NICVA also highlight concerns around way in which talks to re-establish an Assembly have been progressing over the past year. There is a risk that any agreement reached may be unsustainable if other political parties in Northern Ireland are not involved and consulted with. Other formats and strategies for Stormont talks should be explored to increase the likelihood of reaching a sustainable resolution.
Brexit adds greater pressure to the current deficit as there is no united voice coming from Northern Ireland, leaving us in a vulnerable position, unable to provide insight and scrutiny to negotiations and the creation of new UK frameworks to replace EU legislation. There are widespread concerns that any return to border enforcement or monitoring on the island of Ireland could have a potentially de-stabilising effect, and this is not adequately addressed or represented locally or nationally in the current situation and the gap in Northern Ireland political representation and leadership is becoming ever-more problematic.

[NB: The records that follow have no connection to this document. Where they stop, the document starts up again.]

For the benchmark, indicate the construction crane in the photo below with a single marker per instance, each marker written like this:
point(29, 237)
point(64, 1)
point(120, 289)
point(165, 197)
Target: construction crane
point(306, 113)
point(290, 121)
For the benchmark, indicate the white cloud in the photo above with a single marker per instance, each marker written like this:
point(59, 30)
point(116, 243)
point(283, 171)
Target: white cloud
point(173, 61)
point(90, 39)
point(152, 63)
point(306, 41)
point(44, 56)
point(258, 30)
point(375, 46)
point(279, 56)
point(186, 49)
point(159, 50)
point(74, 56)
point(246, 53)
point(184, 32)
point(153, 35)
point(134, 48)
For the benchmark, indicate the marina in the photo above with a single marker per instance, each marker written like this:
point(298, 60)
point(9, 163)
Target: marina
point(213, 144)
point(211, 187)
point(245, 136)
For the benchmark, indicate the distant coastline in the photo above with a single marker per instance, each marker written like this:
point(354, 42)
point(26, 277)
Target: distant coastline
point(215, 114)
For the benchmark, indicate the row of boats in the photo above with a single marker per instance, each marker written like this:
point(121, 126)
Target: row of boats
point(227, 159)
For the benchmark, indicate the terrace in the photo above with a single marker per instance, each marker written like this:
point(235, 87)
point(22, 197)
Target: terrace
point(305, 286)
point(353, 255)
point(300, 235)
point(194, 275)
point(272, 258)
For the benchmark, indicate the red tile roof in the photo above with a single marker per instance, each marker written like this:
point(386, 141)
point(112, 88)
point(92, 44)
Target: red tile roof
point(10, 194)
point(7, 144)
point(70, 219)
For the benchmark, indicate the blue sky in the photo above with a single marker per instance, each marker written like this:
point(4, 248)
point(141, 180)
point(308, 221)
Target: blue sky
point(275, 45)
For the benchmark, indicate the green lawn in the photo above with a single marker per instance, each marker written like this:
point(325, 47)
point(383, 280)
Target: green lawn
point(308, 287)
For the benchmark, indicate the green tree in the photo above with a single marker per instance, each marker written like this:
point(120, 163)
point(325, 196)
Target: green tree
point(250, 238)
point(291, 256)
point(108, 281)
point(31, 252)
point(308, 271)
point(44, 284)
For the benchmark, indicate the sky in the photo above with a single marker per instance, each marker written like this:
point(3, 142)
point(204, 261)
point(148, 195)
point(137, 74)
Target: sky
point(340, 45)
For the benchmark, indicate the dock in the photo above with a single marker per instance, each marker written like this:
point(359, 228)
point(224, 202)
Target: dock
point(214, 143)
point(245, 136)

The voluntary and community sector in Northern Ireland is set to be amongst the worst affected sectors in Northern Ireland due to the democratic deficit. Lack of certainty and late decisions around funding have become a given for most voluntary and community organisations who frequently lurch from year to year with no ability to plan long term, having to place staff on notice of potential redundancy again and again. Cuts to funding, driven by short-term, year-on-year budgetary management by officials, rather than by long-term outcomes-based strategic budgetary decisions made by politicians, seem only likely to continue or increase as the democratic deficit continues and there is less money available in the Northern Ireland budget. The voluntary and community sector is hugely valued by the community in Northern Ireland with 90% of the population here having used a charitable or voluntary service in the past 12 months, any downturn in funding for this sector will greatly impact communities here and impact those people that rely on these services as pressure increases on statutory public services. There is also concern that if Direct Rule were to be implemented here, it would be more difficult for this sector to engage effectively with and help inform policy, political decision-making and public debate.